By the end of Moore’s run as 007, the franchise had become a pale, hammy, cartoonish shadow of its former self. (And Moore was close to 60 when he stepped away after A View to a Kill.) In subsequent years, the producers would try to reconceive the character, tapping Timothy Dalton for a more serious, workmanlike Bond. After two installments, he was gone, replaced by Pierce Brosnan, who brought back the smirk that Moore had first given the character. It was only with Daniel Craig and the recent string of Bond films that the franchise has embraced the spy’s inner darkness. When critics praised recent movies like Casino Royale and Skyfall for their more realistic, grown-up portrait of Bond, what they’re essentially saying is that they prefer this Bond to the jokester version Moore gave the world.

But let’s be fair: Moore’s Bond was perfect for its time, when Hollywood was in the business of producing light, escapist event movies. His era was the same one as Star Wars and Superman: Big, happy movies that attracted as wide an audience as possible.

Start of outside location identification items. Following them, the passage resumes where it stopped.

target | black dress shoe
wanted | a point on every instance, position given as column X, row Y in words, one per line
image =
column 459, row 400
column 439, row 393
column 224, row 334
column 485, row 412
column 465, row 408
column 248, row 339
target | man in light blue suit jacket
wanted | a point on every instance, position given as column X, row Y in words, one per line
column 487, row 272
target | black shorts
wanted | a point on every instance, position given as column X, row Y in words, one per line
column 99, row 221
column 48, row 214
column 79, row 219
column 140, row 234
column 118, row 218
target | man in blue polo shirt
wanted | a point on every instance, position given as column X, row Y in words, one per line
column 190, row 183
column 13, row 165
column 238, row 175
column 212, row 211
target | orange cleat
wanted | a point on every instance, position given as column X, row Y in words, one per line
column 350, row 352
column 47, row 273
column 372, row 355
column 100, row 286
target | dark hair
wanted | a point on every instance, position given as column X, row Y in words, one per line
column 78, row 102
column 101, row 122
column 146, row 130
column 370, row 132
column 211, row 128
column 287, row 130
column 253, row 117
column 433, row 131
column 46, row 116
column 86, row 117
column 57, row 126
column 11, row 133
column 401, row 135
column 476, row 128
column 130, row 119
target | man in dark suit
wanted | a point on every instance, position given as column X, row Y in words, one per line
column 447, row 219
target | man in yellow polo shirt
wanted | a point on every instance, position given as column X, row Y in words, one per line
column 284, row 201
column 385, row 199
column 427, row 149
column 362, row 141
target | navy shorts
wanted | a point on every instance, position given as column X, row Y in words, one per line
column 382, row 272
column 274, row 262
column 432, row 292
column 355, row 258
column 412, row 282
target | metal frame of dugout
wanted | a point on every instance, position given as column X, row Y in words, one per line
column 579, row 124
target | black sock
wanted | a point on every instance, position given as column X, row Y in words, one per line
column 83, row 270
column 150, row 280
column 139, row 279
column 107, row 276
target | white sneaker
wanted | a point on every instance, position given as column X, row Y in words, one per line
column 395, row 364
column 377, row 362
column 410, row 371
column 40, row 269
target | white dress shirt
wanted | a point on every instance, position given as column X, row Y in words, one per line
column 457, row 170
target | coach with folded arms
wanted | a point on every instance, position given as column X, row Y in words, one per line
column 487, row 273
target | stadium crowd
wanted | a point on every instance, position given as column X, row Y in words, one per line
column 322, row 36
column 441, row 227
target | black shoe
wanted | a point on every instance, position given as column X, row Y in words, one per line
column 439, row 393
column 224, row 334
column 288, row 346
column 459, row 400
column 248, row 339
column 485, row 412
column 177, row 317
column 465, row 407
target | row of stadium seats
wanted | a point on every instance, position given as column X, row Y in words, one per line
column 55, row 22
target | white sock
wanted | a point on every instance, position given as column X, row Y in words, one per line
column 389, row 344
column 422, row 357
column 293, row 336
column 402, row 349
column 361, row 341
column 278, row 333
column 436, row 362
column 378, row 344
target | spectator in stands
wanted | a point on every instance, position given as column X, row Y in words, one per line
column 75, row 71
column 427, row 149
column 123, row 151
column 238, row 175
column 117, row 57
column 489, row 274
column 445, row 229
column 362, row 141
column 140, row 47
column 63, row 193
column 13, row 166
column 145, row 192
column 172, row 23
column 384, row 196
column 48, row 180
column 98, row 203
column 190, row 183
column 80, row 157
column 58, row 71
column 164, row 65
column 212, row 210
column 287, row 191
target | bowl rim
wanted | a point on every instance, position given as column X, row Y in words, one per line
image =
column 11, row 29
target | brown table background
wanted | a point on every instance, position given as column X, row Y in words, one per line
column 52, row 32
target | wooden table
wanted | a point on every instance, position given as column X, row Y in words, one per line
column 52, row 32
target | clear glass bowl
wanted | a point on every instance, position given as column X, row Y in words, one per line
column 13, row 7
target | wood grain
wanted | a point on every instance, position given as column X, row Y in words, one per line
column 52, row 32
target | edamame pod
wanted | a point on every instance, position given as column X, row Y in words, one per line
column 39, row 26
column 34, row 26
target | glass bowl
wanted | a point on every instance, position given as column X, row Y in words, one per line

In recent years as studios have embraced Dark Knight-style somber reboots of beloved properties — and the Jason Bourne movies upped the stakes when it comes to hard-hitting spy films — the sober Craig version of Bond was inevitable. It’s impossible to imagine something like Moonraker (a.k.a. James Bond in Space) or the super-dopey opening of Octopussy (in which Bond goes undercover as a clown) being permitted in today’s blockbuster environment.

And it’s not that all Moore’s Bond movies are bad. As campy as it sometimes is, 1977’s The Spy Who Loved Me is proof of the supremely confident 007 that Moore could be, dispatching bad guys and sleeping with every gorgeous woman he can find with an unflustered nonchalance.

In our modern blockbuster world, where superhero characters are constantly riddled with emotional distress and tortured backstories, there is something eternally comforting about Moore’s joyful silliness as 007. His vision of a fun-lovin’, libidinous scoundrel is a relic of a less enlightened time. But as Moore understood, sometimes we all need a little ham in our cinematic diet.